L6800 Ausländergrunderwerb, Grundverkehr

Norm

B-VG Art140 Abs1 Z1 lita
B-VG Art140 Abs1 / Prüfungsumfang
Tir GVG 1996 §2 Abs7 litb

Leitsatz

Zurückweisung eines Antrags des Landesverwaltungsgerichts Tirol auf Aufhebung einer Regelung des Tiroler GrundverkehrsG betreffend die Definition von juristischen Personen als "Ausländer" im Sinne dieses Gesetzes als zu eng gefasst

Spruch

Der Antrag wird zurückgewiesen.

Begründung

Begründung

I. Antragsvorbringen und Vorverfahren

1.       Mit dem vorliegenden, auf Art140 Abs1 Z1 lita B-VG gestützten Antrag begehrt das Landesverwaltungsgericht Tirol, der Verfassungsgerichtshof möge die Wortfolge "oder deren Gesellschaftskapital oder Anteile am Vermögen (wie Namens- oder Stammaktien, Stammeinlagen und ähnliche Rechte) mindestens zur Hälfte Ausländern gehören" in §2 Abs7 litb des Tiroler Grundverkehrsgesetzes 1996 (im Folgenden: TGVG), LGBl 61/1996, idF LGBl 60/2009 als verfassungswidrig aufheben.

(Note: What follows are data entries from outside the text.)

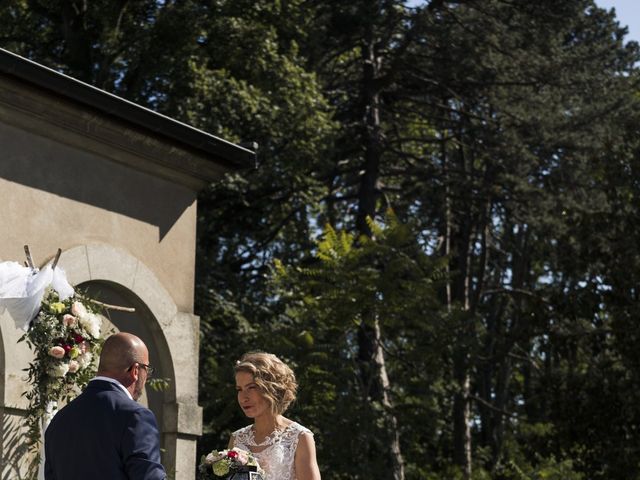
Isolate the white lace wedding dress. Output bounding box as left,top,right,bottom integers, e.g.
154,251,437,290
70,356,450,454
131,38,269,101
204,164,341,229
233,422,313,480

2.       Dem Antrag liegt folgender Sachverhalt zugrunde:

Beim Landesverwaltungsgericht Tirol ist eine Beschwerde der **************** GmbH gegen den Bescheid der Bürgermeisterin der Landeshauptstadt Innsbruck vom 27. September 2017, ZI **********************, anhängig. Die GmbH betreibt einen Handel mit Uhren und Schmuck und hat ihren Sitz in Innsbruck mit der Geschäftsanschrift **************************. Gesellschafter sind die russischen Staatsangehörigen ***************** und **********************.

Mit Kaufvertrag vom 12. Juli 2017 hat die **************** GmbH ein Grundstück samt dem darauf befindlichen Gebäudekomplex erworben. In diesem Objekt sind die beiden Gesellschafter gemeinsam mit ihrem Sohn mit Hauptwohnsitz wohnhaft.

Mit dem angefochtenen Bescheid der Bürgermeisterin von Innsbruck wurde die grundverkehrsbehördliche Genehmigung zu diesem Rechtsgeschäft versagt. Begründend wurde ausgeführt, dass die Rechtserwerberin eine GmbH mit Sitz in Innsbruck sei, deren Gesellschaftskapital von Ausländern gehalten werde, weshalb diese zum Personenkreis nach §2 Abs7 litb TGVG ("Ausländer") zähle. Die beiden Gesellschafter hätten die GmbH gegründet und sich in Österreich mit der Absicht niedergelassen, hier zu bleiben. Die Ehegatten würden in der Altstadt von Innsbruck ein Geschäft betreiben, in dem Uhren und Schmuck gehandelt würden. Seit 1. März 2013 hätten die Ehegatten das kaufgegenständliche Haus gemietet, welches nunmehr erworben werde. Im Verfahren seien keine zu berücksichtigenden öffentlichen Interessen am gegenständlichen Rechtserwerb erkennbar geworden. Auch die geltend gemachten privaten Interessen würden für eine Genehmigung nicht ausreichen.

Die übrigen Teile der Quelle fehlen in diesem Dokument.